Prospect of city impoverishment undoes its button-down mayor

MICHAEL OLESKER

October 13, 1991|By MICHAEL OLESKER

The mayor of Baltimore has passion in his voice, which is unexpected. This is a man who wears cool as a constant cover. Whatever emotions he's going through, whatever fires may burn inside, Kurt L. Schmoke has kept them to himself until now.

The governor snubs him? The mayor keeps his anger under wraps. His political foes slap him? The mayor shows them little but respect. The city flirts with disaster? The mayor keeps his emotions as buttoned-down as his wardrobe.

But last Tuesday, at a polite reception on North Avenue, the words unexpectedly began bursting out of him. These cuts in Annapolis, the mayor said. This insensitivity in Washington. People didn't understand the pain that would come: the end of preschool programs, the end of health programs, the end of libraries in The City That Reads.

''I've never heard him that emotional,'' said one city official. ''He was really fired up, really upset. The words just poured from him. And, to tell you the truth, it was inspirational. It's good to see him let go. He seemed a little embarrassed when he was finished, but he shouldn't have. He has to understand that people need to see that emotion.''

In Carroll Park the next day, the mayor took off his glasses and rubbed his eyes. He struggled to keep from crying in public. The city cannot survive this way, he told marchers as he sent them off to yesterday's Save Our Cities demonstration in Washington.

The nice man in the White House must begin to pay some attention to urban America, or urban America will not survive. And yet, even as his passion surfaces, Schmoke knows that urban America has now reached a turning point from which it cannot go back.

''The cities,'' the mayor said late in the week, ''are treated like an unwanted relative in the national family. That's what we all want to tell the president. We have to get help. But I know that we're not going to get the help we need. We're not going to turn back the clock.''

There is resignation in his voice now instead of passion. His veil of cool has returned for the moment. He's riding in a car between Washington and Annapolis, beneath the shadow of a White House that turns its back on cities and a state government now discovering massive problems of its own while Washington shrugs.

''We're not going to see another War on Poverty,'' the mayor says. ''I think there will be some response out of Washington, but it won't be a massive investment. Not any more. They'll pick their areas now, and that will be that.''

In a decade, direct federal aid to Baltimore has dropped, in constant 1980 dollars, from $199 million to $61 million. It's been a Republican decade. In sheer political terms, Ronald Reagan and George Bush understood that their strength was not in the cities. So turning their backs on those cities cost them exactly nothing in votes.

But it's an act of self-destruction. A decade ago, this city was celebrating its own rebirth. The infusion of federal money had helped rebuild downtown, helped bring neighborhoods back from the grave.
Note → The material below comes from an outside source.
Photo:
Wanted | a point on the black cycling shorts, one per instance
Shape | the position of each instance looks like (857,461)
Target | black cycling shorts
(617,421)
Doesn't anyone in Washington understand the glow which burned from that, which spread across the state? Doesn't anyone understand that 10 years of neglect now move cities like Baltimore back to the edge of the grave?

''We're not the president's constituency, I guess,'' Schmoke says now. ''His votes aren't here. My gut feeling is that we're an extremely low priority to him, because of politics. And that's terribly frustrating. European countries get money, and we get frustration.''

The frustration is beginning to show on the mayor, but he's a little uneasy talking about it. Yes, he says, he was pretty emotional in Carroll Park. He kept thinking about the pain that is coming.

''But,'' he says, ''I was tired, too.''

He's rationalizing his public show of passion, and therefore missing the point. This is the time for anger, not for veils of cool. The time for politeness is past. Battles for power are waged not only along moral lines, but over which sides makes the most convincing pitch to mass media.

That's why yesterday's Save Our Cities march was so important. Others, involving more cities, are to follow. The idea isn't merely to make a case to the man in the White House. He already knows the case, but chooses to ignore it.

The idea is to embarrass him, to make the case for people across America opening their newspapers and turning on their television sets: It's worse in the cities than they know. It's getting dangerous here, and the danger can only spread outward.

''We have to cut 14 library branches,'' Schmoke said, as his car sped between Washington and Annapolis. ''That pains me, in The City That Reads. I've already had to cut 2,000 positions in city government in the last three years. That's the direction we're heading.''

The words emerge in calm and measured tones, an echo of the mayor we've heard for four years. But maybe it's only a pause. Maybe it's a new mayor emerging now: one with his anger on his sleeve, his passions out in public, a man who understand the emotions of the job along with the gray, administrative side of it.